ECE2015 Eposter Presentations Endocrine tumours (69 abstracts)
1Department of Molecular Bases of Medicine, I Chair of Internal Medicine, Medical University of Lodz, Lodz, Poland; 2Department of Endocrine, General and Vascular Surgery, Chair of Endocrinology, Medical University of Lodz, Lodz, Poland.
The search for new differentiating biomarkers in follicular-cell derived thyroid tumors (FCDT), especially for the FNAB with underdetermined cytology, is an important scientific task. Disturbed expression of tumor suppressor genes plays important role in thyroid carcinogenesis. In this study we focused on epigenetic mechanism influencing on trefoil factor 3 (TFF3) and tissue inhibitor of metalloproteinases 3 (TIMP3) expression.
Aim of the study: Evaluation of TFF3 and TIMP3 promoter hypermethylation and gene expression as candidate biomarkers in differentiating diagnosis of FCDT neoplasms.
Material: Thyroid neoplasms and matching macroscopically unchanged tissues (control) from 86 patients with preoperative FNAB diagnosis: follicular neoplasm/PTC. Final diagnosis: FA (n=9), PTC (n=35), FTC (n=9) and NG (n=33).
Methods: DNA bisulfite conversion, followed by promoter methylation level evaluation in methylation specific PCR, Methylation Index (MI) calculation. mRNA expression level (RQ) measured by real-time PCR using Low Density Arrays. The results (MI, RQ) were correlated with the clinicopathological features.
Results: TIMP3 MI value correlates with RQ (P=0.029) and increase with patients age. TIMP3 MI and RQ are higher in woman vs men (P=0.016). TIMP3 MI value was significantly higher in follicular lesions (FTC/FA), than in NG and PTC (P=0.049). TIMP3 expression was the highest in FA, the lowest in FTC, RQ values dont correlate with methylation pattern. TFF3 MI value revealed the opposite correlation to TIMP3 low MI in FTC/FA. In PTC TFF3 MI correlates with RQ level (P=0.01). The significant correlations among TIMP3 and TFF3 MI levels and among their expressions were observed (P=0.00008 for MIs, P=0.00 for RQs). In women positive correlation between MIs and RQs for TIMP3 and TFF3 were found (P=0.0004, P=0.00 resp.). RQ values regarding pTNM groups reversely correlate with MI for both genes (P>0).

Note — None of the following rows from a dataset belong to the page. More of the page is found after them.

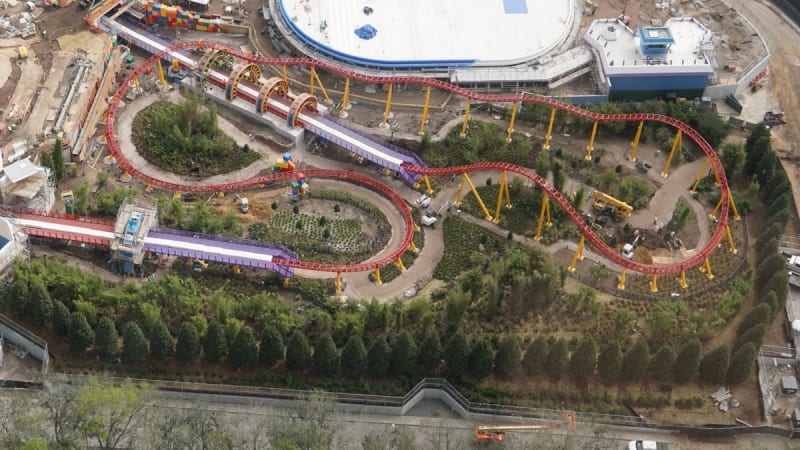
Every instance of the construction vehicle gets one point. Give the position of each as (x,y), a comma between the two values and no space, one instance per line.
(606,205)
(497,433)
(774,117)
(244,203)
(627,249)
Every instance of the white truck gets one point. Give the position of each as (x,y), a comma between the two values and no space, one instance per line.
(647,445)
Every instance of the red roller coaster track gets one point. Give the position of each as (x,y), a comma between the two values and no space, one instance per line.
(595,240)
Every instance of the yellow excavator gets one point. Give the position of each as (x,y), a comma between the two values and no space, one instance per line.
(497,433)
(604,204)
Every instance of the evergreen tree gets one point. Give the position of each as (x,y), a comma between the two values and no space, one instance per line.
(755,335)
(634,363)
(244,351)
(508,358)
(714,365)
(40,306)
(106,340)
(270,349)
(558,359)
(60,318)
(687,362)
(326,357)
(58,160)
(80,333)
(404,354)
(216,343)
(18,297)
(662,363)
(481,358)
(536,356)
(133,343)
(759,314)
(298,352)
(741,364)
(162,346)
(456,354)
(378,357)
(430,351)
(187,347)
(609,362)
(354,355)
(584,360)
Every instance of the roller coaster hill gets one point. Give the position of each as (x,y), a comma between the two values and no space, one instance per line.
(244,87)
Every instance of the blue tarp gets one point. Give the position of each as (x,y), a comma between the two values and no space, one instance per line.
(366,32)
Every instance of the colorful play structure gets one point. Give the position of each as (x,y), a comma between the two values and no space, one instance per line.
(301,111)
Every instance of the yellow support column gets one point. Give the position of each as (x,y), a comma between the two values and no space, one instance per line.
(544,211)
(511,122)
(315,78)
(590,147)
(345,98)
(677,143)
(546,145)
(700,175)
(733,206)
(427,183)
(502,193)
(654,284)
(477,197)
(466,119)
(425,110)
(635,141)
(707,269)
(578,256)
(728,235)
(387,113)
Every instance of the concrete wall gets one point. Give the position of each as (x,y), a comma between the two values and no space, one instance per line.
(23,338)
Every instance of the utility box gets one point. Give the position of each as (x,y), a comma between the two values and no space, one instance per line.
(788,385)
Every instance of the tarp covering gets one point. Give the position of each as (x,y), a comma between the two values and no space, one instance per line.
(366,32)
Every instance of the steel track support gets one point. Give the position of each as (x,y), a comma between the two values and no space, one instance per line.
(425,107)
(487,216)
(590,147)
(729,236)
(621,279)
(635,142)
(466,119)
(676,144)
(511,122)
(578,256)
(387,112)
(502,193)
(707,269)
(345,99)
(544,211)
(546,145)
(700,175)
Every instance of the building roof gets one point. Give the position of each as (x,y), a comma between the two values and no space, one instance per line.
(20,170)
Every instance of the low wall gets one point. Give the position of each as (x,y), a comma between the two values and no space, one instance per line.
(23,338)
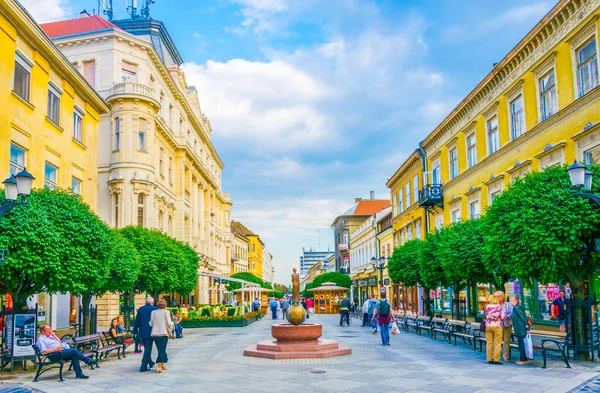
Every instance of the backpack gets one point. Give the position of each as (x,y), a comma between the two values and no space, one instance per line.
(384,309)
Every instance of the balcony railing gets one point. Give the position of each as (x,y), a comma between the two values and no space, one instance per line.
(431,195)
(126,88)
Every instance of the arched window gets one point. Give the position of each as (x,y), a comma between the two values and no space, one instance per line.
(141,200)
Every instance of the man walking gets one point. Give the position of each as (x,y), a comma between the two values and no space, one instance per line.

Conclusions: The increased TIMP3 MI values in FA/FTC, and TFF3 in PTC suggest that can be regarded as promising biomarkers for FCDT distinguishing. Our research indicates that simultaneous analysis of methylation profile and expression level of TIMP3 and TFF3 may be diagnostically useful. Further studies are needed.
Disclosure: This work was financially supported by the Polish Ministry of Science and Higher Education (Iuventus Plus programme, 20122015, grant No. 0082/IP1/2011/71).